In Search of Plot

I won’t bother reiterating my usual complaints about the love scene I’m writing. That’s been documented elsewhere in this blog. But once I do finish this scene, I have a slight problem.

I don’t know what happens next.

I’ve never been a big plotter. I’ve made considerable effort over the course of the last year to become more of one–a process which has worked to…well varying small degrees. I had some stuff in mind for this book that just hasn’t panned out. I was supposed to be framing the hero for the murders. Yeah, nobody’s going to believe that. If Kensie finds a bloody knife in Collin’s woodshop, she’s going to assume it’s a plant. And the reader already knows from the way he’s responded to the various murders that it couldn’t be him. So there’s one plot point out the window. There were some things I considered for the latter half of the book as points of conflict that simply don’t work anymore. So I need to come up with some new ones.

I’ve brought my hero and heroine together, and now I need to find a way to pull them apart or threaten them. Do I have any idea how to do this? No. This is always a problem for me–I’m a romantic at heart–sue me. When I get them together I have a hard time doing anything to screw that up. But romance aside, I really don’t know where the rest of my suspense plot is going either! At this point we have 3 bodies, a motive, a signature, and absolutely no suspects. I know there’s at least one other victim before the end. But I don’t have any idea how this book is going to end.

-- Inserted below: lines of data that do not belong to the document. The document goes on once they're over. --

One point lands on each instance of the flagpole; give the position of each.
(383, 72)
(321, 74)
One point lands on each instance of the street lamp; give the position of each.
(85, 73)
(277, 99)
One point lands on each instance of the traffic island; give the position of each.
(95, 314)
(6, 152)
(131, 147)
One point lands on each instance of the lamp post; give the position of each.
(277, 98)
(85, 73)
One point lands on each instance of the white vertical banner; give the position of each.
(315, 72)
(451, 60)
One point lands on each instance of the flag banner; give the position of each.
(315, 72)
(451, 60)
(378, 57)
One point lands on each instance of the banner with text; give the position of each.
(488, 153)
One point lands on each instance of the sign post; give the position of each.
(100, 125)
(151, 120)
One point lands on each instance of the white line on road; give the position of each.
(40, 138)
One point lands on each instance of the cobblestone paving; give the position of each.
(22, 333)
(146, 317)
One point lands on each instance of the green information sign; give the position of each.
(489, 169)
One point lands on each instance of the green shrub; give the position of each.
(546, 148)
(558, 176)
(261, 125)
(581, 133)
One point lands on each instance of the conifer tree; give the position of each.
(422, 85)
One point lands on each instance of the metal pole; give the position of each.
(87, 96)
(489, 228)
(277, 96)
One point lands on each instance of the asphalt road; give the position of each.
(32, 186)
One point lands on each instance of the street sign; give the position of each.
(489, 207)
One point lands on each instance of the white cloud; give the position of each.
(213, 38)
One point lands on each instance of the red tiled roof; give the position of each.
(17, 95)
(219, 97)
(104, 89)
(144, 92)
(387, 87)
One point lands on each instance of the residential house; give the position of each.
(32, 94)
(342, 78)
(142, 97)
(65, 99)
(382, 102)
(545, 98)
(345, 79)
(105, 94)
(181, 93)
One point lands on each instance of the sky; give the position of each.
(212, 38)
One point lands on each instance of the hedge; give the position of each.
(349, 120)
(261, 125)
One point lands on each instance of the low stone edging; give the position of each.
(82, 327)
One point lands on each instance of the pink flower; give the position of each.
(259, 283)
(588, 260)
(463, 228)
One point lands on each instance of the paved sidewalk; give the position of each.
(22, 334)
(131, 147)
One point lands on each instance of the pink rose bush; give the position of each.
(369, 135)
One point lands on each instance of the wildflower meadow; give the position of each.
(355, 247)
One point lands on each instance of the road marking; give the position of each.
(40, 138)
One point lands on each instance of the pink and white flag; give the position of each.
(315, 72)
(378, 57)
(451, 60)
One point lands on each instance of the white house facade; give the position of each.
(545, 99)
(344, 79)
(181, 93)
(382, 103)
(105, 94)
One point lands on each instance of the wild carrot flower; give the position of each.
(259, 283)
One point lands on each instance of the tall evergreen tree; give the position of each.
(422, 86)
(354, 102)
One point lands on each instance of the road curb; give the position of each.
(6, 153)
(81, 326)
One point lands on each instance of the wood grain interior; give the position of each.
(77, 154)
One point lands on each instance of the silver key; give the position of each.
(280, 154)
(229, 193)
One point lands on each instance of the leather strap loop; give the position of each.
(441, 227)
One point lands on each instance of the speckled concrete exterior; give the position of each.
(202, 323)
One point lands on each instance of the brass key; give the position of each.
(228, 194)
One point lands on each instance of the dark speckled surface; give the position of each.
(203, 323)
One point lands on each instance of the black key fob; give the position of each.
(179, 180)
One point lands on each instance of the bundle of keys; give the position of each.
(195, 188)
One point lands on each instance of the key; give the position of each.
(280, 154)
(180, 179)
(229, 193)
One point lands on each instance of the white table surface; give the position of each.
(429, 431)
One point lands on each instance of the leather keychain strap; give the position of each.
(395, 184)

This is not a good place to be halfway through the Sweat. I’m already behind on words. I had thought to catch up while on vacation this week, but it looks like I’m going to be mainly doing some thinking instead (and hammering out that love scene to give it the proper import).

I don’t want to fall into the trap of cliché. I know I have done that in several places thus far–particularly with language, and that hasn’t bothered me too much up to to this point. I know this isn’t the final draft. The whole point of this exercise is to finish the story. It can be refined later. I know that if I fall victim to the temptation of trying to find exactly the right word or phrase or metaphor that I’ll take another nine years to finish this thing, and that’s just not acceptable. I have other stories to tell and I’ve got to produce in order to eventually publish. But whatever I’m willing to accept in clichéed language for the short term, I’m not willing to accept in plot. Language can be fixed later. But I need to have a strong foundation and an original plot to build on.

I think maybe I’ve gotten a little body happy. Don’t know what comes next? Throw out another dead body!

I need to take the time to outline what I have thus far and start looking at it in an overall story arc. Bleh. I hate that. Necessary evil though. And more appealing than the discussion boards I need to grade for class.

Pot’s out of town the rest of this week, so I’ll be on my own for brainstorming. She’s probably relieved. I feel like I’ve been kind of needy lately on the crit partner front, and that’s hardly been fair to her. She’s got her own plot issues to work out, and I’ve not been as helpful with that as I should be. So maybe I should just take some time off, read my homicide investigation textbooks and see what comes together. I don’t want to just cobble something together out of half-baked ideas.

Hubby and I are off to figure out what to do for the day.

One thought on “In Search of Plot

  1. Hmm. Best advice that I can offer is probably something you’ve heard before (and since I don’t know your project that well, vague). Take your main character, chase him up a tree, and throw rocks at him. If accusing him for murder doesn’t work, find a way that it will still be very, very bad for him, either with the investigation or something he really needed from said dead guy. Or possibly the next most logical suspect. Forget language and ‘quality’– you’ll rewrite the entire thing over a few more times anyway, so don’t bother with them. Get the form down first.